After that, I didn’t answer my door or phone for 3 days.  I sat on my couch and ignored everyone while I tried to make sense of my life.  My conclusion was that it was a lie that I had to correct.

On the fourth day, I answered the door.  I told Kathy that I was gay and always have been.  That I couldn’t admit it to myself, so I couldn’t very well tell her.  That I was sorry for any pain I’d caused her.

For the first time in my life, though, I could breathe.  I had been living a half-truth, but a whole lie. 

Kathy wasn’t too happy.  I was the latest of a string of boyfriends that ended up being gay.  But I had to end the living lie somewhere.  We remained close friends, and she was happy when I met my first partner and truly saddened when he died 20 years ago.

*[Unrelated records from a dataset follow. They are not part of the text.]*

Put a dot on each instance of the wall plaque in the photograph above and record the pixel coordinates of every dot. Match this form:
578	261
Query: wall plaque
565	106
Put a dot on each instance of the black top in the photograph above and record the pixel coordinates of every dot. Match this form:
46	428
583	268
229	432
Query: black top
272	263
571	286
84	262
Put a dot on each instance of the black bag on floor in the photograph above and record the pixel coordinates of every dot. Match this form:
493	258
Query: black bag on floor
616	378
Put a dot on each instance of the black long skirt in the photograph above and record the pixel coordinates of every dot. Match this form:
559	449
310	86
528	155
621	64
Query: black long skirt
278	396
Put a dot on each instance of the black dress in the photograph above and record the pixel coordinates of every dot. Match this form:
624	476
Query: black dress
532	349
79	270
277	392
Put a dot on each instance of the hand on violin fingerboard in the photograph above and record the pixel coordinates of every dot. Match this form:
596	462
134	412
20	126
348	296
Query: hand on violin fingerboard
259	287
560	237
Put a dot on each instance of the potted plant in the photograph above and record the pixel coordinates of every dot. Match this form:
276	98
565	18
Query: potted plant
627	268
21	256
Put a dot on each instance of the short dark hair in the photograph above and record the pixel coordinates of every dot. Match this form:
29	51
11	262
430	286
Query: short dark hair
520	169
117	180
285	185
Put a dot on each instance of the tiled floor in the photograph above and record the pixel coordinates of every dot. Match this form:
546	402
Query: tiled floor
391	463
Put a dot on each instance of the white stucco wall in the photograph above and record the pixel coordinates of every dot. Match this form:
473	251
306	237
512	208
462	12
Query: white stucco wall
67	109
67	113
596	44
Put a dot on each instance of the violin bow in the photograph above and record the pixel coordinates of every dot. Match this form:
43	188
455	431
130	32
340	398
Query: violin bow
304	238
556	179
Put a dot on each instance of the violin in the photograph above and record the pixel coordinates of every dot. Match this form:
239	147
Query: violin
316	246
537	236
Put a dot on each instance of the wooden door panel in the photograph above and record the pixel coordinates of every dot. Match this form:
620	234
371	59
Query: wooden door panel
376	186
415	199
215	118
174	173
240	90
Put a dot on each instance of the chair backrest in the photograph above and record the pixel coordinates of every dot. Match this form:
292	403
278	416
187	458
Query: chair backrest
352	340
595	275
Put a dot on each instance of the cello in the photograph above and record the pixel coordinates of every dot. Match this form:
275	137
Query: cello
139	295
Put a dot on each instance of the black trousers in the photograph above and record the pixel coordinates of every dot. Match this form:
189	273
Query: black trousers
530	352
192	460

I have been in the same job for 10 years, and I’ve never said “I’m gay” to anyone there.  They either don’t care or just assume.  It’s a female-dominated workplace; they bitch about their husbands (or ex-husbands), and I bitch about mine.

None of them really know about my struggles and internal conflict about my sexuality.  They don’t realize that those struggles and conflicts have made me a stronger person, one at peace with himself.  I have already conquered the biggest challenge I will ever have to face.

Turning off life support for my first partner and, more recently, my father were easy by comparison.  I had grown into a man who knew who he was and what he believed.  One living outside the dark world of lies.

Now I live in the harsh light of day.  It’s not always easy, but it’s easier and better than living in the shadow of half-truths that add up to out-right lies.  At the end of the day, honesty is still the best policy.